En aquellos días, sin embargo, de estas contingencias se hablaba poco y cuando esporádicamente aparecían en los medios, era en tono positivo. Como si todo el mundo pensase que las palizas harían bien. Lo que interesaba sobre todo en esas fechas era saber qué pasaría con Cardeñosa. Si lo iban a traspasar al Barcelona o no. La oferta azulgrana existía y parecía natural que el Betis la atendiera. Que no la atendió. El presidente Pepe Núñez le confesó al jugador que no podía hacerle ese desaire a la afición y le ofreció una mejora de contrato. Y para satisfacción de los béticos, Cardeñosa se quedó en el Betis para siempre. 

Durante la temporada, García Traid no bajó su nivel de exigencia.
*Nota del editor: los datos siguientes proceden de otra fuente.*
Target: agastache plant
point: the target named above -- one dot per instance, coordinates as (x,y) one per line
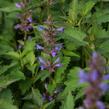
(51,47)
(25,18)
(96,80)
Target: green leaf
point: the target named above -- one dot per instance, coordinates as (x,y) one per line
(37,97)
(10,8)
(70,53)
(73,11)
(75,35)
(13,54)
(13,76)
(6,105)
(7,96)
(68,102)
(87,7)
(4,68)
(60,71)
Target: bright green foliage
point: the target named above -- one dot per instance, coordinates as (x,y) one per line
(22,82)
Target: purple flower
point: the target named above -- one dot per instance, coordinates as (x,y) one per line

Siguió empeñado en poner firmes (en el plano físico) a los futbolistas y esto llegó a provocar que en ciertos momentos varios de ellos se mostraran disconformes con la dureza de los entrenamientos. Alguna muestra muy elocuente hubo de ello y más de una voz se alzó en el vestuario.

A pesar del buen arranque liguero y de que García Traid sabía su trabajo, el equipo se fue cayendo conforme pasaban los meses. Las limitaciones físicas fueron cada vez más evidentes en la plantilla y lo acabaron echando. En abril del año siguiente. Una decisión que afrontó con dolor de corazón el presidente Pepe Núñez, porque el entrenador, detrás de esa apariencia de maño tozudo, era una excelente persona y un gran profesional.

Quizá por eso dolió tanto su prematura muerte en enero de 1990. Apenas con 53 años, a causa de las complicaciones posoperatorias de una intervención de cirugía plástica que tenía como finalidad extirparle un quiste sebáceo de la barbilla. Un suceso inesperado y trágico que devolvió el recuerdo de aquel entrenador que en el verano de 1978 protagonizó una de las pretemporadas más inolvidables de las que se guarda memoria en Heliópolis.

Aquel buen hombre que tuvo nueve días a los futbolistas sin tocar el balón.